En avant, pas d'Est ou d'Ouest

Certains experts craignent également que l'absence de politique collective du continent à l'égard de la Chine ne compromette ses plans stratégiques.

"Dans l'ensemble, la Chine joue un rôle important en tant que partenaire de développement de l'Afrique, mais l'Afrique doit être plus proactive et coordonnée dans sa relation avec la Chine", écrit David Monyae du Centre d'études Afrique-Chine de l'Université de Johannesburg.

"La Chine a publié trois documents d'orientation sur l'Afrique depuis 2006, mais l'Afrique n'a toujours pas élaboré de document d'orientation sur la Chine", ajoute-t-il.

Dans son livre China's Second Continent, Howard French relate une conversation avec un ancien ambassadeur chinois en Zambie qui se moquait de la politique américaine en Afrique.

"Vous [les États-Unis] employez des personnes locales et les placez comme observateurs dans chaque bureau de vote... et quoi d'autre ? Je n'ai vu aucune route construite, aucune école, aucun hôpital qui touche vraiment les gens, qui puisse durer, qui puisse servir la société pendant longtemps.
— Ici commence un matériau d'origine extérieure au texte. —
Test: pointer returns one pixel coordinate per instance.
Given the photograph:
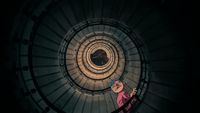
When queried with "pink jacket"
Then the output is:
(122, 98)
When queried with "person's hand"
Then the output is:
(133, 92)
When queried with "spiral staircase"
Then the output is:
(69, 52)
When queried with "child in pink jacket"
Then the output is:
(122, 97)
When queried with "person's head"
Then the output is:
(117, 86)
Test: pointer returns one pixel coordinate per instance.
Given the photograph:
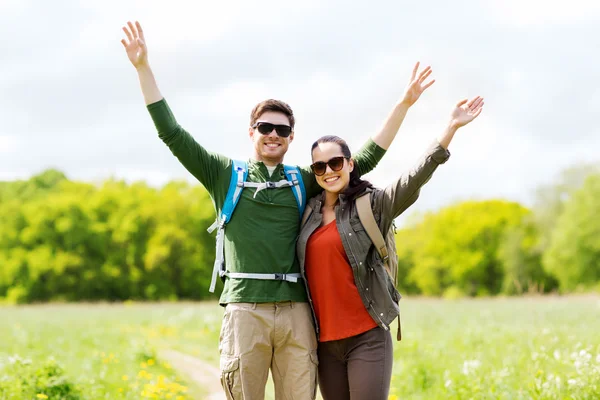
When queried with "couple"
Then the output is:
(308, 301)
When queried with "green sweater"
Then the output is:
(261, 235)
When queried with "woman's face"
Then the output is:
(326, 156)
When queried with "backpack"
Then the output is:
(239, 174)
(385, 247)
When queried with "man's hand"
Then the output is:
(466, 112)
(135, 45)
(417, 85)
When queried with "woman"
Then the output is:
(353, 298)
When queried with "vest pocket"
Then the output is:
(230, 377)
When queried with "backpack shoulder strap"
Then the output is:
(239, 173)
(292, 173)
(367, 219)
(307, 214)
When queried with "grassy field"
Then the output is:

Peut-être que la formation des électeurs est votre plus grande contribution", souligne Zhou Yuxiao, alors ambassadeur en Zambie.

Le Français écrit qu'il a répondu en mentionnant le plan d'urgence américain pour l'aide aux malades du sida (Pepfar), qui a fourni des médicaments vitaux à des millions de personnes sur le continent depuis son lancement en 2003. Il raconte que la réponse de M. Zhou s'est résumée à un signe de tête.

L'engagement des États-Unis en Afrique est considérable, notamment en matière de sécurité et de services de santé. La loi sur la croissance et les possibilités économiques en Afrique (Agoa) permet également aux entreprises africaines d'accéder au lucratif marché américain.

Mais l'Afrique - en tant qu'unité - doit tracer sa propre voie, tout comme le leader de l'indépendance du Ghana, Kwame Nkrumah, qui a rassemblé le continent pour qu'il ne soit "ni orienté vers l'est ni vers l'ouest", mais tourné vers l'avenir.

Selon des études, la majorité des Africains souhaitent vivre dans des pays démocratiques libres, mais ils veulent aussi des gouvernements qui leur fournissent de bonnes routes, une meilleure éducation, la sécurité, des soins de santé et bien plus encore.

Pour concrétiser ces aspirations, les dirigeants africains devraient privilégier les intérêts du continent et choisir parmi les différents systèmes proposés, plutôt que de devenir des pions dans une compétition mondiale pour l'influence, estiment les analystes.